= Mauricio Espinosa =

Uruguayan football referee

Mauricio Espinosa Rodríguez (born 6 May 1972) was a Uruguayan football referee who participated in the 2010 FIFA World Cup. He gained publicity during the Round of 16 match between Germany and England, when he ruled that England midfielder Frank Lampard's strike did not cross the goal line, although television coverage clearly indicated the opposite.

==Personal==
Mauricio Espinosa was born on 6 May 1972 and lives in the Uruguayan capital Montevideo. He is also a science teacher, he speaks English and Spanish. Espinosa has been refereeing international matches since 2006.

==2010 FIFA World Cup==
Espinosa was an assistant referee in the following 2010 FIFA World Cup matches:
- Group D: Australia vs Serbia
- Group E: Cameroon vs Denmark
- Group G: Côte d'Ivoire vs Portugal
- Round of 16: Germany vs England
In each of these matches, the main referee was Jorge Larrionda, who is also from Uruguay.

===Germany vs. England controversy===
The Germany vs. England Round of 16 match, which ended 4-1 and where Espinosa was an assistant referee, resulted in controversial decisions and massive media attention. The main referee of the match was Jorge Larrionda.

Early in the game, Espinosa ruled that Wayne Rooney was offside, when in reality Rooney picked up an erroneous pass from a German player, and therefore could not have been offside according to the rules. Espinosa's most controversial decision occurred in the 38th minute, when Germany was leading 2-1, as England's Frank Lampard shot hit the crossbar, bounced over the goal line and back out of the goal. Television pictures and video replay showed that the ball clearly crossed the line, but both Espinosa and Larrionda failed to spot this, despite appearing to have a good view of where the ball had landed. In the referees' dressing room during the half-time interval, Larrionda and Espinosa were shown the TV coverage of the incident. After noticing his mistake, Espinosa was said to have exclaimed "Oh my God!". The incident led to large-scale protests from players, coaches and officials alike, as well as increased demands for FIFA to introduce goal-line video technology in matches.

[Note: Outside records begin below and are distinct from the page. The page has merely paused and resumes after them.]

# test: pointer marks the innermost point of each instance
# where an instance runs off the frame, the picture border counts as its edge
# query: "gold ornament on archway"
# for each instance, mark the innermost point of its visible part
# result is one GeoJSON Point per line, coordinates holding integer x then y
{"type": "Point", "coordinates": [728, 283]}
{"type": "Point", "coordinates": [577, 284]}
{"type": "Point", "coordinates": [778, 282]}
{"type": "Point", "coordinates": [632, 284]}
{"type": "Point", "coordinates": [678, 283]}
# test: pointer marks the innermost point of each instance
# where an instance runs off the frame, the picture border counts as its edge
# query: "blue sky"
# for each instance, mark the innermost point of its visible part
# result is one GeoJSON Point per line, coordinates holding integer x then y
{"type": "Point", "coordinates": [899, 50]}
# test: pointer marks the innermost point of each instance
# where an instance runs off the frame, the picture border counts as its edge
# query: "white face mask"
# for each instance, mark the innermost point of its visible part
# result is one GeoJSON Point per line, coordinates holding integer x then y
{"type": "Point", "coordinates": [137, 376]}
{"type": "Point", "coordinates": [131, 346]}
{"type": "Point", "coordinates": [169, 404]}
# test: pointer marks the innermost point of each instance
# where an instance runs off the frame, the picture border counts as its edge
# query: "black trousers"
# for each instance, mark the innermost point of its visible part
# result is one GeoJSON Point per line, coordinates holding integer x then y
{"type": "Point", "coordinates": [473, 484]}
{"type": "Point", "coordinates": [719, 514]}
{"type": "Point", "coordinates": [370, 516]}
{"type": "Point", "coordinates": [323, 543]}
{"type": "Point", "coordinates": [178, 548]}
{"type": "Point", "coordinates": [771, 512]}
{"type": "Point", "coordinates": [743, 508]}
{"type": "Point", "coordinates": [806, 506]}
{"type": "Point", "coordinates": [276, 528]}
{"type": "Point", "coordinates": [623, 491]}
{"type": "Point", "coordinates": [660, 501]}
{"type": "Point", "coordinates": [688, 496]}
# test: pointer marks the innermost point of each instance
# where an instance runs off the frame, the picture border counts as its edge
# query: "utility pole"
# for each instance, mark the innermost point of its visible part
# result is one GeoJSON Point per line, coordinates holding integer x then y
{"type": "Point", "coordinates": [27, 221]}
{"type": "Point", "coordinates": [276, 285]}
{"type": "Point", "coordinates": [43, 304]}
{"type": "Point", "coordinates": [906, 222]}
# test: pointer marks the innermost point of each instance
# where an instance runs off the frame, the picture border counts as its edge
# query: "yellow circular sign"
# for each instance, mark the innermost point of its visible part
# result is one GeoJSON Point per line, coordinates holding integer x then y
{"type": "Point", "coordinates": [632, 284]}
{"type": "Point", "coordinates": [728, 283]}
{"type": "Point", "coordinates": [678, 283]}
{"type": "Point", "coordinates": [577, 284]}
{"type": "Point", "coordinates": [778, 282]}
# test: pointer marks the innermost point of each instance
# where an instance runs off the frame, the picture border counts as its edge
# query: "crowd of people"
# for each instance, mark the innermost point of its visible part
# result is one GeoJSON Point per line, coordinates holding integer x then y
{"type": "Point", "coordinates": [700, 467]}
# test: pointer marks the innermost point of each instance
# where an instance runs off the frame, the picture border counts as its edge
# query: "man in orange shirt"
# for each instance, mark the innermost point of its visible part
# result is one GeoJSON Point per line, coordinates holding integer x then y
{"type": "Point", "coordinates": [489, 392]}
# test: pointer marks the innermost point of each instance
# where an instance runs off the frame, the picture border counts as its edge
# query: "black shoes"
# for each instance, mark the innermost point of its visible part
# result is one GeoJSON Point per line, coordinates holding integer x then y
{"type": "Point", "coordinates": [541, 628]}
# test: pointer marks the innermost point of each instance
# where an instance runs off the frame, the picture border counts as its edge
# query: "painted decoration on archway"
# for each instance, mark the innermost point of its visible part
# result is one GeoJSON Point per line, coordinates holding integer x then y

Espinosa and Larrionda were among referees dropped by FIFA after the Round of 16. They did not participate in any further matches in the 2010 World Cup.

==2018 FIFA World Cup==
In March 2018, FIFA announced that he will officiate some matches at side of Andres Cunha and Nicolas Taran as assistant referee at 2018 FIFA World Cup. On 10 July 2018, He officiated the semifinal between France and Belgium.